No había forma de evitar levantarse ese día. La marea se anunciaba compasiva, el cielo cristalino declaraba faena favorable. Josefina rodeando mi cintura aún dormía profundamente. Nunca despejaba antes de las cinco de la mañana. Con paciencia y extremo cuidado, me zafé de la manta que todas las noches cubría nuestros miedos.

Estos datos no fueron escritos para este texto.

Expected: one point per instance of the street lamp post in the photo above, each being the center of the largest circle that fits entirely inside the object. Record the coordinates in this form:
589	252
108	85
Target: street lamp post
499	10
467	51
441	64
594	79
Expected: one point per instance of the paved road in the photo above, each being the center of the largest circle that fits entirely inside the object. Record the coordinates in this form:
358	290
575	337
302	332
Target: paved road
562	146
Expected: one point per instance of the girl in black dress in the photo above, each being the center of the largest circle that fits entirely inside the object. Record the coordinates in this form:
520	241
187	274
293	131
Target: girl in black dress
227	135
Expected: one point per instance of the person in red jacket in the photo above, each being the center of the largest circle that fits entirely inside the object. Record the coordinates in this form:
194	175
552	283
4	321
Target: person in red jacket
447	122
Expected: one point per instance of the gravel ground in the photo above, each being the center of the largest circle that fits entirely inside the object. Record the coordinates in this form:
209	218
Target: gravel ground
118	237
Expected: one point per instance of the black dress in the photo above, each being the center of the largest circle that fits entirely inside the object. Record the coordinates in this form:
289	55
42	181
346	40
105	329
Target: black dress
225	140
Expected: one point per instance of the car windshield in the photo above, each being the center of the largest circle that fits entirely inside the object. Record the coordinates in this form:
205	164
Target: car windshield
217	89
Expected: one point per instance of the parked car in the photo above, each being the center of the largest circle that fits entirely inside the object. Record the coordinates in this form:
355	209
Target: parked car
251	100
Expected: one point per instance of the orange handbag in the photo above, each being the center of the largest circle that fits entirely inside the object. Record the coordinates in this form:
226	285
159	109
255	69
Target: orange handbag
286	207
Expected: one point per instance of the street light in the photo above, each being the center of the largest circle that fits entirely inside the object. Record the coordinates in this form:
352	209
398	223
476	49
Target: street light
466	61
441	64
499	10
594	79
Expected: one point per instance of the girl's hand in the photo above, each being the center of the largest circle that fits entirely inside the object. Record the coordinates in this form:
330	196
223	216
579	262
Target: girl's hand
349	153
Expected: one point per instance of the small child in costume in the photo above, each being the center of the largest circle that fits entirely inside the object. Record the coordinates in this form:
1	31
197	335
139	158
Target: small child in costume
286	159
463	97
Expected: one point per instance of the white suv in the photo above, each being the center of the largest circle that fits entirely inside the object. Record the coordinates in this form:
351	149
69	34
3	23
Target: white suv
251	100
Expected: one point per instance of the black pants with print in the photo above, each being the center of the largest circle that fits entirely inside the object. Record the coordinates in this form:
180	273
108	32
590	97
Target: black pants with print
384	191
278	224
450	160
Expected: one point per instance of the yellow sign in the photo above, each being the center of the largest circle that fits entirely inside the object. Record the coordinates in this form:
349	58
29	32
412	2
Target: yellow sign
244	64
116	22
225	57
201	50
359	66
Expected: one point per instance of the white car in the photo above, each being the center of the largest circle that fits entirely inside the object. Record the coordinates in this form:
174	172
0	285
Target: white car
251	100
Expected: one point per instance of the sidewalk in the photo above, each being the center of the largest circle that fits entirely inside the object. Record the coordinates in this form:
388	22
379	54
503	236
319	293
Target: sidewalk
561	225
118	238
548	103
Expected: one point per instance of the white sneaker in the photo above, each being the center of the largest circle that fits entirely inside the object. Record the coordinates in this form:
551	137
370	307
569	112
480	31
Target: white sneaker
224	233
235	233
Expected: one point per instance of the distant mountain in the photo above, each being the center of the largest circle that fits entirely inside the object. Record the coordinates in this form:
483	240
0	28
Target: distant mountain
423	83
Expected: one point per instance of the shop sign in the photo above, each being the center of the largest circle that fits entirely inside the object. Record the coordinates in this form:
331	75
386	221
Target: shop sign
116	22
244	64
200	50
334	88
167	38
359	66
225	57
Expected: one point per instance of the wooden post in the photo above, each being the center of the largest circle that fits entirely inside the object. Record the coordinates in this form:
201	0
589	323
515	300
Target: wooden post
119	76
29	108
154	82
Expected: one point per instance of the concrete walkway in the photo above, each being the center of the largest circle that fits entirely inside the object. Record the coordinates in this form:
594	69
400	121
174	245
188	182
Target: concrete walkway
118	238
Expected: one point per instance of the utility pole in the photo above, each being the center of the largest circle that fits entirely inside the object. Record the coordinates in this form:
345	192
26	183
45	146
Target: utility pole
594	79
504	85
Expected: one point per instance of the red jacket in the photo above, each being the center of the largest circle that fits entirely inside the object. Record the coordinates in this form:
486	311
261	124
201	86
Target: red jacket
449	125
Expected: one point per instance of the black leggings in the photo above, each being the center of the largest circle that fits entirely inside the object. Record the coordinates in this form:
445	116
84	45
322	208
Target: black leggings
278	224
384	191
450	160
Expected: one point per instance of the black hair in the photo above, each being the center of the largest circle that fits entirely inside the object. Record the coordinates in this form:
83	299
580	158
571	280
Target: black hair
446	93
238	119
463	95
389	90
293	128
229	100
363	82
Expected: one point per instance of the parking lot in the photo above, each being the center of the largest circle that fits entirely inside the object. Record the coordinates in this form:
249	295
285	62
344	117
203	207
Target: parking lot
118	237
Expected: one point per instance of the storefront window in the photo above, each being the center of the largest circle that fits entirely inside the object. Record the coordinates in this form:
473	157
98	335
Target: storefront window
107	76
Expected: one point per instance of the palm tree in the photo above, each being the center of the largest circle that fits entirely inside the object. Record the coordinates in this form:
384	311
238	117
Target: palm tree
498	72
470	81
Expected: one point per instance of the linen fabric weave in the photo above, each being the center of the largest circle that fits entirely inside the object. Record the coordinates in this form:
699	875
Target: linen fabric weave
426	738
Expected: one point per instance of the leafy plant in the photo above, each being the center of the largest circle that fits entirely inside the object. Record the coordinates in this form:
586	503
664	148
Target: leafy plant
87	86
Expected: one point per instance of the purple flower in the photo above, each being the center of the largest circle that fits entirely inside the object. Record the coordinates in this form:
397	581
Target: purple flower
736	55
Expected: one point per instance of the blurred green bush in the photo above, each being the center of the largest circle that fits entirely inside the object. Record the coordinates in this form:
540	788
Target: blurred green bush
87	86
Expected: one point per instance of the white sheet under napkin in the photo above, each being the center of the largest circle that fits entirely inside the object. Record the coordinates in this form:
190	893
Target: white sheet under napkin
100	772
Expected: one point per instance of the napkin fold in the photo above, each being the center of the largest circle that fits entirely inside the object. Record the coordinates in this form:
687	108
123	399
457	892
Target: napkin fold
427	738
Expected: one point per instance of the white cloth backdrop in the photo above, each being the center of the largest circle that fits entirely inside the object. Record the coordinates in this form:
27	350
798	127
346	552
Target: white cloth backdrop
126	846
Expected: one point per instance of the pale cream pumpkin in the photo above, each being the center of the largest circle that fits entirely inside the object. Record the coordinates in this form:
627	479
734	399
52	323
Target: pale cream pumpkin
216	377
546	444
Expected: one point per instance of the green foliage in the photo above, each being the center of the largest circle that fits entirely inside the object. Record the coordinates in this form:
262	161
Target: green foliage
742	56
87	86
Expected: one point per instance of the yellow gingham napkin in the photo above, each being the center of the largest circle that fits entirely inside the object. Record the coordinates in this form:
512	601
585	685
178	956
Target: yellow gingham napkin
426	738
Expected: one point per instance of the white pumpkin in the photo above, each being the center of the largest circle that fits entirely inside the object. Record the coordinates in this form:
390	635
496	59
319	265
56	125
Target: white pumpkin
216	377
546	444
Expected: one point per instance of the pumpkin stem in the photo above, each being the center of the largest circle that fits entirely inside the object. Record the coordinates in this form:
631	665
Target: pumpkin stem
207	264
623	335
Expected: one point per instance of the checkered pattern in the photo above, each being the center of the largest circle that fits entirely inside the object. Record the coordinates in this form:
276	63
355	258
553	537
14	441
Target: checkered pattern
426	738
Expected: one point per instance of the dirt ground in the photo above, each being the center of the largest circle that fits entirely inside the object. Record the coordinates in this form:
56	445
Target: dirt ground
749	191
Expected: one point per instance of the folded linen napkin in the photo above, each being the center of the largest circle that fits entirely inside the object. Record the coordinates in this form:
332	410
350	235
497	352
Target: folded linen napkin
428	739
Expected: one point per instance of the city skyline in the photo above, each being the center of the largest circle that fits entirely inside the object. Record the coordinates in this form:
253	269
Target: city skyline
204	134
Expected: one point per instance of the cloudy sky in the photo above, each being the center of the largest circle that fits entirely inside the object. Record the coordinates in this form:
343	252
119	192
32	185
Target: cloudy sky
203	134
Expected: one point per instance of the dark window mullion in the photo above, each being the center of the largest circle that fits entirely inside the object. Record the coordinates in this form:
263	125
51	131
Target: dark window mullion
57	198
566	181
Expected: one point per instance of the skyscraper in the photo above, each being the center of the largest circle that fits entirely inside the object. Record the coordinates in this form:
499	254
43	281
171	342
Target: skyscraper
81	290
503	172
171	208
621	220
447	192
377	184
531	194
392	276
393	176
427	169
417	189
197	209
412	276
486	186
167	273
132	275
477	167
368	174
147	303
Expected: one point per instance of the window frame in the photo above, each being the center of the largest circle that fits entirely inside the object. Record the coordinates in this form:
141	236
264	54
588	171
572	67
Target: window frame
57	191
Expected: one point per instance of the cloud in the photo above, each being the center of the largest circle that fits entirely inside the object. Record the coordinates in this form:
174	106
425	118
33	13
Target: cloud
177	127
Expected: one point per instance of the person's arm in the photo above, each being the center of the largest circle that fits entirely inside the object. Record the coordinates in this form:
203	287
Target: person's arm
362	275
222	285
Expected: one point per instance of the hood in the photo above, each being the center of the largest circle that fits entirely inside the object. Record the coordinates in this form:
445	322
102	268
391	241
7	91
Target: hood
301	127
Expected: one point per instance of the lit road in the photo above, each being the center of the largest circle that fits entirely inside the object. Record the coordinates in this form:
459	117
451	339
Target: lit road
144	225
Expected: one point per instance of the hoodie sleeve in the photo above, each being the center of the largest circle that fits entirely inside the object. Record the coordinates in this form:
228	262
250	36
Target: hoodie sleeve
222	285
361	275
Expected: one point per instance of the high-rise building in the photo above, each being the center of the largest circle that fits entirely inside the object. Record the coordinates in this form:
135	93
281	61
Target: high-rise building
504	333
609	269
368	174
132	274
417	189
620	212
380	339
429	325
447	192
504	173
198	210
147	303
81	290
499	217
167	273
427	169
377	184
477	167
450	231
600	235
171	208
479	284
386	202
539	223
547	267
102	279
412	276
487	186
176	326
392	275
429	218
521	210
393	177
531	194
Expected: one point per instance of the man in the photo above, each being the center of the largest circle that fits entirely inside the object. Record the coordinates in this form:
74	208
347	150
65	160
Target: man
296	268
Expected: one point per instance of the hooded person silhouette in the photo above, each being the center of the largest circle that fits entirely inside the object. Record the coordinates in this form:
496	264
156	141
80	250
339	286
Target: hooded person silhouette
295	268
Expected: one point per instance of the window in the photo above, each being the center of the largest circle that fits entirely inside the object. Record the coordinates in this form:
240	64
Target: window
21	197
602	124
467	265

Con quietud y algo de desgano, completé el ritual diurno y cogiendo con firmeza cebo y cordel, salí de casa a cumplir mi labor.
Pasé 36 horas en altamar. Dos embarcaciones sin contar la mía, también quedaron varadas por la tempestad. Finalmente pudimos orillar con la ayuda de otros compañeros que salieron, retando lluvia y tormenta.
Volví a casa. Exhausto, ansioso, colmado. Caminé bajo mi vieja madera rojiza, que tanto añore esas interminables horas a la mar, en busca de ella. Llamé, grité, clamé por su presencia, nada. Se había marchado, dejando una extraña y poco legible nota clavada en mi viejo arpón.
«Se que hoy te irás, y nunca más volveremos a vernos. Sé que hoy el mar, me quitará la mitad de la vida. Hoy soñé contigo más allá de ultramar y sin retorno. Por eso me voy, para no verte volver, porque sé que nunca volverás».